The attorney-general, Richard Olney, sought an injunction under the Sherman Anti-Trust Act. As a result, of Olney's action, Eugene Debs, president of the American Railway Union, was arrested and despite being defended by Clarence Darrow, was imprisoned. The case came before the Supreme Court in 1895. David Brewer spoke for the court on 27th May, explaining why he refused the American Railway Union's appeal. This decision was a great set-back for the trade union movement. David Brewer died on 28th March, 1910.

Primary Sources

(1) Samuel Gompers, letter to Judge Peter Grossup concerning the imprisonment of Eugene Debs during the Pullman Strike (14th August, 1894)

You know, or ought to know, that the introduction of machinery is turning into idleness thousands faster than the new industries are founded, and yet, machinery certainly should not be either destroyed or hampered in its full development. The labourer is a man, he is made warm by the same sun and made cold - yes, colder - by the same winter as you are. He has a heart and brain, and feels and knows the human and paternal instinct for those depending upon him as keenly as do you.

What shall the workers do? Sit idly by and see the vast resources of nature and the human mind be utilized and monopolized for the benefit of the comparative few? No. The labourers must learn to think and act, and soon, too, that only by the power of organization and common concert of action can either their manhood be maintained, their rights to life be recognized, and liberty and rights secured.

(2) David Brewer, ruling of the Supreme Court on Eugene Debs and the Pullman Strike (27th May, 1895)

It is obvious that while it is not the province of the government to interfere in any mere matter of private controversy between individuals, or to use its great powers to enforce the rights of one against another, yet, whenever the wrongs complained of are such as affect the public at large, and are in respect of matters which by the Constitution are entrusted to the care of the nation, and concerning which the nation owes the duty to all the citizens of securing to them their common rights, then the mere fact that the government has no pecuniary interest in the controversy is not sufficient to exclude it from the courts or prevent it from taking measures therein to fully discharge those constitutional duties.

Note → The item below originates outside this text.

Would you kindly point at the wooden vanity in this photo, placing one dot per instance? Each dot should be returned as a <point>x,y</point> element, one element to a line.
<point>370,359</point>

The national government, given by the Constitution power to regulate interstate commerce, has by express statute assumed jurisdiction over such commerce when carried upon railroads. It is charged, therefore, with the duty of keeping those highways of interstate commerce free from obstruction, for it has always been recognized as one of the powers and duties of a government to remove obstructions from the highways under its control.